Marlène Schiappa nous confie attentes et mesures pour le Grenelle des violences conjugales

Cet été, Marlène Schiappa a annoncé la tenue d'un Grenelle des violences conjugales. Mais concrètement, de quoi s'agit-il ? Quelles mesures sont envisagées ? Que peut-on attendre de ce rendez-vous, qui débute le 3 septembre à Matignon et se poursuivra jusqu'au 25 novembre ? Le Journal des Femmes a rencontré la secrétaire d'État à l'Égalité femmes-hommes pour nous éclairer sur le sujet.

Marlène Schiappa nous confie attentes et mesures pour le Grenelle des violences conjugales
© CELINE BREGAND/SIPA

"Il ne s'agit pas d'un Grenelle des bons sentiments", martèle Marlène Schiappa, déterminée. La ligne est claire. Si la secrétaire d'État à l'Égalité femmes-hommes a tenu à mettre en place un Grenelle des violences conjugales, c'est, semble-t-il, pour impulser des actions concrètes. Tandis que l'on dénombre déjà 97 féminicides en France depuis le début 2019 (contre 121 en 2018), "tout le gouvernement est engagé" pour ce rendez-vous qui débutera le 3 septembre à Matignon et dont la première réunion sera présidée par le Premier ministre Édouard Philippe, nous explique Marlène Schiappa. Une échéance pas tout à fait choisie au hasard : certes, le premier jour du Grenelle des violences coïncidera avec la rentrée, mais surtout, il s'agit d'interpeller sur la date du 03/09/19 afin de rappeler l'existence du numéro d'urgence pour les victimes de violences... le 3919, encore trop peu utilisé.
Jusqu'au 25 novembre, 80 invités, représentants de diverses organisations, se réuniront en compagnie de certains membres du gouvernement. L'objectif ? Réfléchir aux outils nécessaires à l'éradication (sinon la baisse) des violences conjugales. Un fléau que la secrétaire d'État qualifie d'une forme de "terrorisme machiste".
Qui sont donc ces invités ? Proches de victimes, avocats, policiers, représentants d'élus locaux, magistrats, journalistes et membres d'associations telles que la Maison des Femmes ou la Fondations des Femmes. Chacun, en fonction de son champ de compétence, pourra apporter sa pierre à l'édifice. Le Journal des Femmes a rencontré Marlène Schiappa, qui nous en dit davantage sur les nouvelles mesures envisagées et le déroulement du Grenelle des violences conjugales.

Marlène Schiappa explique le Grenelle des violences : Prévenir

Trois grands axes seront étudiés.
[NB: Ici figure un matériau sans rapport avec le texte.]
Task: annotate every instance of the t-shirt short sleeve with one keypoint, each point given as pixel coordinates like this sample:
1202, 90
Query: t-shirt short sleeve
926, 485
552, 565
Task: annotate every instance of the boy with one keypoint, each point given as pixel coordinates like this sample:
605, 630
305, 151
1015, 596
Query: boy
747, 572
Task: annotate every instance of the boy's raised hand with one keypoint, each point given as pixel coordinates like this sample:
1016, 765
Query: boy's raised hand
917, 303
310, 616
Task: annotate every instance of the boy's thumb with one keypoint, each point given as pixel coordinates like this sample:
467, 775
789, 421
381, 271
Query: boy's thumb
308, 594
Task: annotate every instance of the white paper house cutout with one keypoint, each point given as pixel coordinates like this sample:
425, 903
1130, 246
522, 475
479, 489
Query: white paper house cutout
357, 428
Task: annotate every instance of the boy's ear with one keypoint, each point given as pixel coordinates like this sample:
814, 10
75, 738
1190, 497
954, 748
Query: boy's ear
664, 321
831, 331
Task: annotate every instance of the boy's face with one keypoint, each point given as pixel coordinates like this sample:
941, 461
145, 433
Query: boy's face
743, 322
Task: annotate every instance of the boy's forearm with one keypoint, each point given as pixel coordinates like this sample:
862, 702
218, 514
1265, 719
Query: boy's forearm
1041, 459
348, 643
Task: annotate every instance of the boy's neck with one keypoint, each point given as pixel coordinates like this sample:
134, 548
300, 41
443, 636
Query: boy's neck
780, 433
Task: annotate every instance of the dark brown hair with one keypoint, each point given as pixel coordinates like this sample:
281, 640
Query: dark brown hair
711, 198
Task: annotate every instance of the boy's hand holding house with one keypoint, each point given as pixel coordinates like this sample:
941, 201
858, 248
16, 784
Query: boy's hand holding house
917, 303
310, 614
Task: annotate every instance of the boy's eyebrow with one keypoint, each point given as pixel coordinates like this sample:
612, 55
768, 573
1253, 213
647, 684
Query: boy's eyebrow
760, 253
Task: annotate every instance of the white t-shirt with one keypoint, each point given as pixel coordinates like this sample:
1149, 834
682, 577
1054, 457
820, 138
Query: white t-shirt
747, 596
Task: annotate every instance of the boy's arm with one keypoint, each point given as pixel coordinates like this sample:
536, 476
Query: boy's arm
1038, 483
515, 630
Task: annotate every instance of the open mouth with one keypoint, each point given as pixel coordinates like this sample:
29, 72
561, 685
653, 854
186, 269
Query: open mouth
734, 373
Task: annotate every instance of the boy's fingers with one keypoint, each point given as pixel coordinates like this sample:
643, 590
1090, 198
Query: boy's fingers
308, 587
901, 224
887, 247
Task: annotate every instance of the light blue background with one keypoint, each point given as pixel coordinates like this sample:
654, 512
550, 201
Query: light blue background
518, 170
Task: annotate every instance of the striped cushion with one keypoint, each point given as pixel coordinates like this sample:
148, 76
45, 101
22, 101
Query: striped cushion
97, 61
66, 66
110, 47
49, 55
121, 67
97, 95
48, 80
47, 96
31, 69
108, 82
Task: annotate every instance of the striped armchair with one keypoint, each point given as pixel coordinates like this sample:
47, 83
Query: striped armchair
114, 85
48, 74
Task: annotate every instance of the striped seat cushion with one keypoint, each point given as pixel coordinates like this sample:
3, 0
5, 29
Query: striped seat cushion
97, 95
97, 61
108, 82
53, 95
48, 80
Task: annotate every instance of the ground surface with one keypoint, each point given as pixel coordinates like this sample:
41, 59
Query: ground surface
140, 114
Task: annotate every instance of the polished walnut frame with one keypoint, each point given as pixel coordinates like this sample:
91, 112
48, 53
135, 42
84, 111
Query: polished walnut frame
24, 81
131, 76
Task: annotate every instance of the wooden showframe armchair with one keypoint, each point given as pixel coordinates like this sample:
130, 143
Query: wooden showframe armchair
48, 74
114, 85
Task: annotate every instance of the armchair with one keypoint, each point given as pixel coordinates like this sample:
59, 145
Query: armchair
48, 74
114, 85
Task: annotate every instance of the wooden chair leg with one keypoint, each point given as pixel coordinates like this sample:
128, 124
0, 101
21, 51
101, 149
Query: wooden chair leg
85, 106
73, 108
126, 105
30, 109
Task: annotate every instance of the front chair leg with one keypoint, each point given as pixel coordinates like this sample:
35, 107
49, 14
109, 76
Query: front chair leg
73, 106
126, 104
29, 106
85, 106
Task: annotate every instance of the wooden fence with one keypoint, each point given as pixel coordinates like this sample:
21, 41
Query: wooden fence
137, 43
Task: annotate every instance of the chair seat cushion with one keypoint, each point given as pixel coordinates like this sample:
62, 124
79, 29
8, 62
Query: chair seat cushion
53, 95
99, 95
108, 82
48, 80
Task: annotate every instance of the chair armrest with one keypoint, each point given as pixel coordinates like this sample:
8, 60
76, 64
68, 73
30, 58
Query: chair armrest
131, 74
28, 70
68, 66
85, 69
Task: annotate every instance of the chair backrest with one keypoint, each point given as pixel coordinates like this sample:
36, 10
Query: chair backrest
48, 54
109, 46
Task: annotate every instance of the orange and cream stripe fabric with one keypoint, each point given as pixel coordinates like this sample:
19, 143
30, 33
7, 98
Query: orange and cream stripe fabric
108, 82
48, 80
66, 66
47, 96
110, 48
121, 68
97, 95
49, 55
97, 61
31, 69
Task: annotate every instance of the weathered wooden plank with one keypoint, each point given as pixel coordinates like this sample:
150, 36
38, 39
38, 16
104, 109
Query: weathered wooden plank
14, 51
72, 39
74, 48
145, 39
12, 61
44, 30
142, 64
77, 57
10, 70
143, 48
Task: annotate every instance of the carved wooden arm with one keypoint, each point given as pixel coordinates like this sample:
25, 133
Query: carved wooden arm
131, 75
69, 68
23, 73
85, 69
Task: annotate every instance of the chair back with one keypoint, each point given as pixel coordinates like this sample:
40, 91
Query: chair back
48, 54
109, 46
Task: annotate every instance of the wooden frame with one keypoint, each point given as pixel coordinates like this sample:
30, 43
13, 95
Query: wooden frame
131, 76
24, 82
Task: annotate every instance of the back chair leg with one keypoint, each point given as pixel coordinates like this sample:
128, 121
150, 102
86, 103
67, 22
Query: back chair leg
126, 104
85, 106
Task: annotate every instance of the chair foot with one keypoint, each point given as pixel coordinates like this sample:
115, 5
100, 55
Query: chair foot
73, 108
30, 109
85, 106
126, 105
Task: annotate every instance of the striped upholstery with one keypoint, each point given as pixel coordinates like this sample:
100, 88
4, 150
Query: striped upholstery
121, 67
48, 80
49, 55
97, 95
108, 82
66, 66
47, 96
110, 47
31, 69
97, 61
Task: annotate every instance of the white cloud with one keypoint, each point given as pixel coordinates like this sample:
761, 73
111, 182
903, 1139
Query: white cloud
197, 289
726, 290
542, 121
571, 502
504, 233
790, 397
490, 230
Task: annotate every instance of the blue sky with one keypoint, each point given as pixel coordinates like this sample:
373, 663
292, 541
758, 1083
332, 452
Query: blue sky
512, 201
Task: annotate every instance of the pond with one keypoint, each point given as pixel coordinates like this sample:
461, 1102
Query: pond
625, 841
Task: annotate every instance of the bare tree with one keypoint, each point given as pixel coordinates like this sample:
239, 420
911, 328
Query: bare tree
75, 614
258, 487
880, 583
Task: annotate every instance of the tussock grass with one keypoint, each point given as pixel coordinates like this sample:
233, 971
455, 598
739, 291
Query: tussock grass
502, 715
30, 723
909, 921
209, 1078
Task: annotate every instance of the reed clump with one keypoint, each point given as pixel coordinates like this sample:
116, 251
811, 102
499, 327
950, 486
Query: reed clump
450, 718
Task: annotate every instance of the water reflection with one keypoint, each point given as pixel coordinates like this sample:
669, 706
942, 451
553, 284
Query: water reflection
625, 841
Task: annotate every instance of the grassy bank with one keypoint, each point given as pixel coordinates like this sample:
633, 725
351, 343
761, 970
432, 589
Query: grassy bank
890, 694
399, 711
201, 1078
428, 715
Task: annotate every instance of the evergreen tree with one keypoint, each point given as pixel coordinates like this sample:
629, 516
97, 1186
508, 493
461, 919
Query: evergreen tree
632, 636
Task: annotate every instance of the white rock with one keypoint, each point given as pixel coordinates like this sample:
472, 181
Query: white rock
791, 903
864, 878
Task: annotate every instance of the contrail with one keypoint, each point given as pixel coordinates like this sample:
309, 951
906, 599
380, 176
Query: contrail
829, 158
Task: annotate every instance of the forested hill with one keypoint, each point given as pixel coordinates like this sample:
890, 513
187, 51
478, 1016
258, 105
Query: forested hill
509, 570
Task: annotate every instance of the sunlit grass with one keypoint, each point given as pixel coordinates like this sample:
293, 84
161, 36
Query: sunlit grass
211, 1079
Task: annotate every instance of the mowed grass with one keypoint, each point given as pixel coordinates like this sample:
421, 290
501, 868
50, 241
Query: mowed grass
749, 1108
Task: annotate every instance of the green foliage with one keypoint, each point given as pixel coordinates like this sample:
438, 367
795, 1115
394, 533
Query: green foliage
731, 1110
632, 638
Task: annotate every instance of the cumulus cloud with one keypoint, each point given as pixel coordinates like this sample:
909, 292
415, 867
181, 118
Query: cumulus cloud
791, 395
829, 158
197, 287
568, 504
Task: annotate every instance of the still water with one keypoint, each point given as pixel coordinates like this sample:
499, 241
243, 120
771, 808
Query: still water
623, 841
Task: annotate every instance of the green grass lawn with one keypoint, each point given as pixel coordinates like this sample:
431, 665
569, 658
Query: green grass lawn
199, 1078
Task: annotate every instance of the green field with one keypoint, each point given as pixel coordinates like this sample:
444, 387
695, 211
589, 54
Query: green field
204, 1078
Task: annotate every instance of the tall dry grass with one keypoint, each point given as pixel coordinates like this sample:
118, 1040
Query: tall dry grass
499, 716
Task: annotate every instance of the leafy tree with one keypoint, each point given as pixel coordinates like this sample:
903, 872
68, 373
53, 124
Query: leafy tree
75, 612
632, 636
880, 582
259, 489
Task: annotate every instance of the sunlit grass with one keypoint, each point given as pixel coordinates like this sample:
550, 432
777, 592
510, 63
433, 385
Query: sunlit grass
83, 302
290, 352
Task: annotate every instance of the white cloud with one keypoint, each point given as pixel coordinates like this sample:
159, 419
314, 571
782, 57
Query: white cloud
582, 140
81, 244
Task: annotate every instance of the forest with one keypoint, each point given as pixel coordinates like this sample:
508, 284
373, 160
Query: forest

Dans un premier temps, des propositions de mesures de prévention seront mises sur la table. Après avoir posé le constat de l'augmentation des violences au sein de la société, Marlène Schiappa précise : "Construire une société moins violente passe évidemment par l'éducation. On peut faire en sorte d'éviter les situations dans lesquelles des adultes, débordés par leurs émotions et parce qu'ils n'ont pas de mots pour verbaliser ce qu'ils ressentent, passent à la violence. Cela s'apprend dès l'enfance."

Jean-Michel Blanquer, ministre de l'Éducation, et Adrien Taquet, secrétaire d'État chargé de la protection de l'enfance, seront présents pour aborder ces questions.

Marlène Schiappa explique le Grenelle des violences : Prendre en charge

Ensuite, il s'agit de prendre en charge la victime de la manière la plus efficace possible. Pour ce faire, une augmentation de 30% du budget des associations a été annoncée.

La question des hébergements, primordiale pour la secrétaire d'État à l'Égalité femmes-hommes, sera également abordée : "Actuellement, nous ne sommes pas à la hauteur en matière de nombre et de qualité des hébergements, bien qu'on en ait créé plus de 5000 depuis le début du quinquennat. J'ai parlé à des femmes qui se sont retrouvées agressées ou violées dans ces établissements, alors qu'elles y cherchaient un refuge contre les violences".

Enfin, la secrétaire d'État a annoncé la création du "fonds Catherine contre les féminicides", à hauteur d'un million d'euros, qui sera alimenté exclusivement par l'État, et bénéficiera d'abord aux associations locales des régions Bourgogne, Pays de la Loire et Nord. Chaque préfet disposera d'un comité, composé de représentants de forces de l'ordre ou de proches de victimes, qui décidera de la répartition de ce budget.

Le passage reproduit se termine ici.